For the first time in history, this year’s Leaving Cert history students did not have to stress as much about time, in a paper that provided candidates with extensive choice.
Susan Cashell, a history teacher at the Institute of Education, said that the race against the clock was removed this year. "There has always been a problem with time management for the history paper and it would make students' study of history and their exam experience less fraught if this amount of time allocation and question choice became the norm for the history paper."
Philip Irwin, ASTI history representative and a teacher at The High School in Rathgar, Dublin 6, said that the paper was "broad and fair", and students would have been happy with it.
"A document question about the Montgomery bus boycott, one of the three case studies on the course, provided students with scope to answer about the civil rights movement," Mr Irwin said. "There was a question on the 1921 Anglo-Irish Treaty which, in any other year where the students had to answer an additional question, would have been very long.
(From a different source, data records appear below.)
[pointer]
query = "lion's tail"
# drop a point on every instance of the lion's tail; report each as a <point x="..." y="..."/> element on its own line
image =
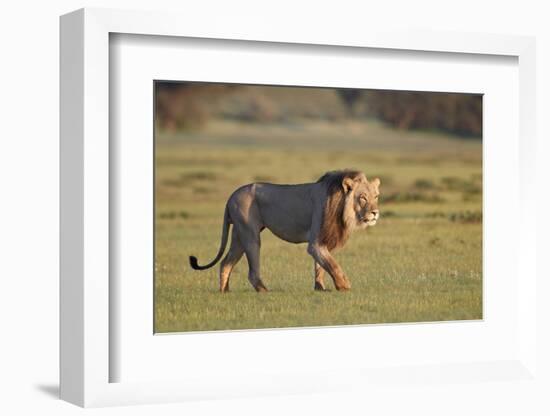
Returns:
<point x="225" y="233"/>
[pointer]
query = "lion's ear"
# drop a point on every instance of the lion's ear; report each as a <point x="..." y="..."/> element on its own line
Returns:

Given that this is the 100th anniversary of the Treaty, a lot of students would have been hoping it would come up."
Ms Cashell said that the two most popular sections, sovereignty and dictatorship, each had three very accessible questions, including all three case studies on the Treaty and Eucharistic congress of 1932, as well as a "lovely" question on the effect of the second World War on both parts of the island of Ireland.
"Perhaps some students may have been expecting a question relating to the partition of Northern Ireland because of the anniversary of the setting up of the NI parliament," Ms Cashell said.
Mr Irwin said that questions on the problems facing Seán Lemass and/or Jack Lynch as taoiseach were good.
In the section on Europe and the wider world, dictators Stalin, Mussolini and Hitler all showed up, giving students a broad choice, Mr Irwin said.
On the ordinary level paper, Mr Irwin said there was a good spread of questions including partition, the Jarrow March in 1936 England – which many historians see a pivotal moment that influenced later social change – and the Nuremberg rally.
“There was good scope and a lot of chances for students to write about what they know,” said Mr Irwin.
Try this at home: Leaving Cert History, Higher Level
From your study of the Republic of Ireland, 1949-1989, what did you learn about two of the following: changing attitudes towards Irish language and culture; the impact of Vatican II; the influence of television?